Lopez-Garcia, Paloma and di Mauro, Filippo and Benatti, Nicola and Angeloni, Chiara and Altomonte, Carlo and Bugamelli, Matteo and Daurizio, Leandro and Navaretti, Giorgio Barba and Forlani, Emanuele and Rossetti, Stefania and Zurlo, Davide and Berthou, Antoine and Sandoz-Dit-Bragard, Charlotte and Opromolla, Luca David and Soares, Ana Cristina and Chiriacescu, Bogdan and Cazacu, Ana-Maria and Lalinsky, Tibor and Dhyne, Emmanuel and Biewen, Elena and Hagemejer , Jan and Tello, Patry and Čede, Urška and Galuščák, Kamil and Harasztos, Péter and Merikyll, Jaanika (2014) Micro-based evidence of EU competitiveness: The CompNet Database. National Bank of Belgium Working Paper No. 253, March 2014. [Working Paper]
Abstract
Drawing from confidential firm-level balance sheets in 11 European countries, the paper presents a novel sectoral database of comparable productivity indicators built by members of the Competitiveness Research Network (CompNet) using a newly developed research infrastructure. Beyond aggregate information available from industry statistics of Eurostat or EU KLEMS, the paper provides information on the distribution of firms across several dimensions related to competitiveness, e.g. productivity and size. The database comprises so far 11 countries, with information for 58 sectors over the period 1995-2011. The paper documents the development of the new research infrastructure, the construction of the database, and shows some preliminary results. Among them, it shows that there is large heterogeneity in terms of firm productivity or size within narrowly defined industries in all countries.

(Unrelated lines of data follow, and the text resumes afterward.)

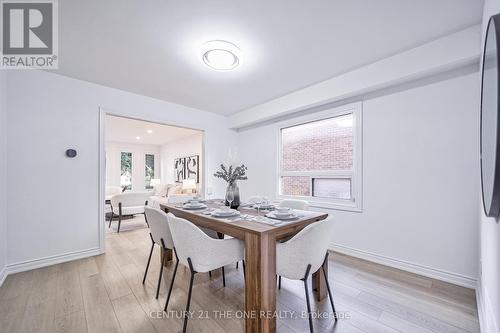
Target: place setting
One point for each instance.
(193, 205)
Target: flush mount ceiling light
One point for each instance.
(221, 55)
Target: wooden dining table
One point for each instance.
(260, 256)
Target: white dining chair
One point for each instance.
(200, 253)
(306, 252)
(294, 204)
(160, 235)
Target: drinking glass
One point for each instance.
(258, 202)
(230, 197)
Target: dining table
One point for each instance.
(259, 235)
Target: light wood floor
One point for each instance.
(105, 294)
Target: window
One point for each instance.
(126, 170)
(149, 170)
(320, 159)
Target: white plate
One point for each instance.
(220, 213)
(194, 207)
(265, 207)
(288, 217)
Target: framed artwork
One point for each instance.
(187, 168)
(179, 169)
(193, 168)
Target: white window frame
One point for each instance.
(356, 203)
(148, 152)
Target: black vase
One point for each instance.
(236, 191)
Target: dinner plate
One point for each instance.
(265, 207)
(288, 217)
(194, 207)
(223, 213)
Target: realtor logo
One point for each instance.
(29, 34)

Productivity, and above all, size distribution are very skewed across countries, with a thick left-tail of low productive firms. Moreover, firms at both ends of the distribution show very different dynamics in terms of productivity and unit labour costs. Within-sector heterogeneity and productivity dispersion are positively correlated to aggregate productivity given the possibility of reallocating resources from less to more productive firms. To this extent, we show how allocative efficiency varies across countries, and more interestingly, over different periods of time. Finally, we apply the new database to illustrate the importance of productivity dispersion to explain aggregate trade results.